I was struck by the content of two discussions on Channel 4 on May 31st. One was in the news at 7 pm, the other a documentary later that evening.
The news item was regarding women in domestic abuse situations. We do appear to have the narrative that always suggests women ‘should do something’, or ‘if it was me, I would leave’, suggesting that the woman is okay with the situation. I say this because, whatever happens, women are the ones who have to change their lives in order to escape the stranglehold, or possible death, held over them. This feels like women are being punished for the behaviour of others. The news story was about women, and their children, being put into Witness Protection Programmes without being fully aware or informed of the reality of what it will be like for them. They understand that they must leave behind family and friends, that they will relocate to somewhere, which may need to be in another country, and they have to get used to calling each other different names. This is extremely hard for children who have suffered so much trauma, and often their friends and school have been their safe people and spaces.
In the news item, the presenter spoke to a woman and a child in the Witness Protection Programme. They described the difficulties and emotional impact for them. The perpetrator in this case was given a short custodial sentence, which is common, and then he is out and free to abuse again.
The reason this was a news item was because people are highlighting this situation as something that does need to be tackled and resolved. So, that the families who do enter the Programme are absolutely aware of the significant impact this will have in their new lives, and will have emotional support to help with this.
Fortunately, it is only the most extremely damaging domestic abuse situations, which may result in death, that necessitate such extreme measures.
The documentary I mentioned was called ‘A paedophile in My Family: Surviving Dad’. This was a story about Emily, a successful media and business women and a survivor of sexual abuse from the age of five or six until she was 18. Her father received a custodial sentence of 14 years following Emily’s disclosure to police when she was 18 – she is now in her early thirties. Emily’s father was already released and was being supported as a registered sex offender. Emily wanted to face her father so she could ask him questions: “Do you remember the first time you sexually abused me?”, and “What do you think of me as a person?”. She also wanted to see if he had changed at all. The programme follows Emily’s journey towards the meeting between herself and the father. The process for this to happen is called Restorative Justice, accessed by many people who may be ‘victims’ or perpetrators of crime.
What struck me was the resilience, composure, and strength that Emily showed throughout this extremely emotional documentary. Having worked in this field and met many survivors, I was amazed by her. Here she was, a successful business woman, self-assured and confident.
At each step, Emily showed so much emotion, but also empathy with the people who should have protected her. She reached out to those from her formative years: Emily was the one reassuring and helping them to feel okay.
We saw her speaking with her mother about the past, a subject they had shied away from previously. She spoke to teachers, friends, a Restorative Justice specialist worker, and the police involved in her initial disclosure. All these meetings were emotionally charged, but Emily handled them with such skill and composure.
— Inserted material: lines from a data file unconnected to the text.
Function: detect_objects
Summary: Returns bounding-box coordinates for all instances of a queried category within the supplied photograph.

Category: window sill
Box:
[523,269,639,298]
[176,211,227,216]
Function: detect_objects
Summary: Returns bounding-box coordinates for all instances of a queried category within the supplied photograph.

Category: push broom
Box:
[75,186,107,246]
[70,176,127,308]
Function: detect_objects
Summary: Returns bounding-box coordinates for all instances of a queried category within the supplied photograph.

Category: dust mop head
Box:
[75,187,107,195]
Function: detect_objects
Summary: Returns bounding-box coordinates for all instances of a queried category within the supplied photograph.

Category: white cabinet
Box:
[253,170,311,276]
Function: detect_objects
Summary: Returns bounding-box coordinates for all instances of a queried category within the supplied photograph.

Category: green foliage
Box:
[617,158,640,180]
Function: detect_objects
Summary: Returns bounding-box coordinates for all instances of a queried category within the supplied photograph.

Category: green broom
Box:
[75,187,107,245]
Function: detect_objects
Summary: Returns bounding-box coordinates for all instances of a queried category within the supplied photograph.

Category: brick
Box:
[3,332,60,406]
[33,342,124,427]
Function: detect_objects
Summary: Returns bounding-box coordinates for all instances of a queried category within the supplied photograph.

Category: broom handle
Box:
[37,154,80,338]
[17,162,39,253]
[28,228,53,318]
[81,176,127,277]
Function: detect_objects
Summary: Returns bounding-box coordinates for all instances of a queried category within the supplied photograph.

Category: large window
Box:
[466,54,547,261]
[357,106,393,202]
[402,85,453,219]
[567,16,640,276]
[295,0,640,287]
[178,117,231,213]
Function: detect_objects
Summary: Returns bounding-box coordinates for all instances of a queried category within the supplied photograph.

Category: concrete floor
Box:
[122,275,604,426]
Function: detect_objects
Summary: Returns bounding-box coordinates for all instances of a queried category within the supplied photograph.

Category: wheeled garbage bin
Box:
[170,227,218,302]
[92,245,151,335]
The meeting with the police described her being groomed from the age of two, and graphic details regarding the abuse, which we didn’t hear, but very difficult for Emily to listen to. The male police officer was visibly moved when discussing her situation and how she presented at her initial interview. Both police officers handled the situation extremely well.
It was a roller-coaster of emotion for me too, having worked with children, but nothing like that which Emily had to endure, of course.
Sadly, the Restorative Justice worker reported back that the father didn’t want to meet her in case it upset his situation and ‘might interfere with him getting a job’.
Emily did feel that going through this process had helped her enormously and she felt more in control of her life.
I suppose what I’m trying to highlight here is that these women, who are so strong, have had to encounter so many significant hurdles. They have had to navigate through systems that can be hostile. Why is it such a struggle to be heard, and why, in the twenty-first century, are women still having to change their lives because we have agencies that mitigate against justice, with abusive behaviour going unpunished?